La preoccupazione dell’Ausl: “Situazione delicata, vaccinatevi al più presto”

13 Luglio 2021

“I numeri dei contagi sono ancora molto bassi ma la progressione è impressionante: ecco spiegata la nostra preoccupazione. Stiamo vedendo che il Covid, attraverso la nuova variante Delta, divenuta ormai predominante, può mordere ancora. Per questo invitiamo la cittadinanza a vaccinarsi e tutte le persone che non l’hanno ancora fatto a prenotare l’appuntamento per la somministrazione”.

Il direttore generale dell’Ausl di Piacenza, Luca Baldino, ha commentato così i dati relativi alla diffusione della pandemia nel nostro territorio, che negli ultimi sette giorni ha registrato un consistente incremento. Visti i numeri, Baldino ha quindi convocato una conferenza stampa a distanza, per fare il punto e mettere in guardia la popolazione.

I CONTAGI IN CRESCITA – “Nell’arco di tre settimane – ha proseguito il direttore generale – siamo passati da tre positivi ogni 100mila abitanti a 29, quando la media del Paese è 13. Un dato da non sottovalutare e che testimonia come stiamo assistendo ad un trend di ripresa dei contagi. Ricordo che la soglia fissata per entrare in zona gialla è di 50 positivi ogni 100mila abitanti. I numeri relativi alla nostra provincia sono riconducibili alla variante Delta, che ha soppiantato la variante inglese. Nel giro di qualche settimana sarà l’unica variante presente sul territorio. Per quanto riguarda i contagi, l’incidenza è concertata sulle fasce più giovani della popolazione, quelle persone che non si sono ancora vaccinate”.

I VACCINI – “Ci sono anche notizie positive – ha quindi aggiunto Baldino. – Il dato più tranquillizzante è che, nonostante la maggiore contagiosità della variante Delta, grazie al vaccino non stiamo per il momento registrando conseguenze in termini di ricoveri e decessi.
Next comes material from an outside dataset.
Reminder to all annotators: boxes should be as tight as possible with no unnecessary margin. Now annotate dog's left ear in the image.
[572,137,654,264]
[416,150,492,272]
Ricordiamo che è comunque possibile contagiarsi anche se si è vaccinati: nonostante ciò, il vaccino protegge bene dalle conseguenze più serie della malattia. Aggiungo che degli 82 nuovi positivi della scorsa settimana, circa una decina erano già vaccinati ma solo due avevano completato il ciclo vaccinale con la doppia somministrazione. Torno a ripetere l’importanza di indossare sempre la mascherina al chiuso e, specialmente se ci sono altre persone attorno a noi, anche all’aperto. Attenzione ai sintomi: non sottovalutateli e sottoponetevi a tampone se avete dei dubbi. Infine, mi rivolgo alle oltre 13mila persone Over 60 che non sono vaccinate: per voi il rischio è ancora alto. Mi raccomando, venite a vaccinarvi”.

L’invito a vaccinarsi è stato lanciato anche dal direttore del dipartimento di sanità pubblica dell’Ausl di Piacenza Marco Delledonne, intervenuto durante la conferenza.

I FESTEGGIAMENTI PER L’ITALIA – “Scopriremo solo nelle prossime settimane gli effetti dei festeggiamenti in termini di nuovi contagi. Sabato scorso avevamo chiesto ai sindaci di non allestire maxischermi, per evitare assembramenti importanti. Purtroppo se ne sono registrati in tutto il Paese, con persone anche molto giovani che festeggiavano senza mascherina. Siamo preoccupati perché questo può essere un veicolo di diffusione del virus. Lo scopriremo tra tre settimane”.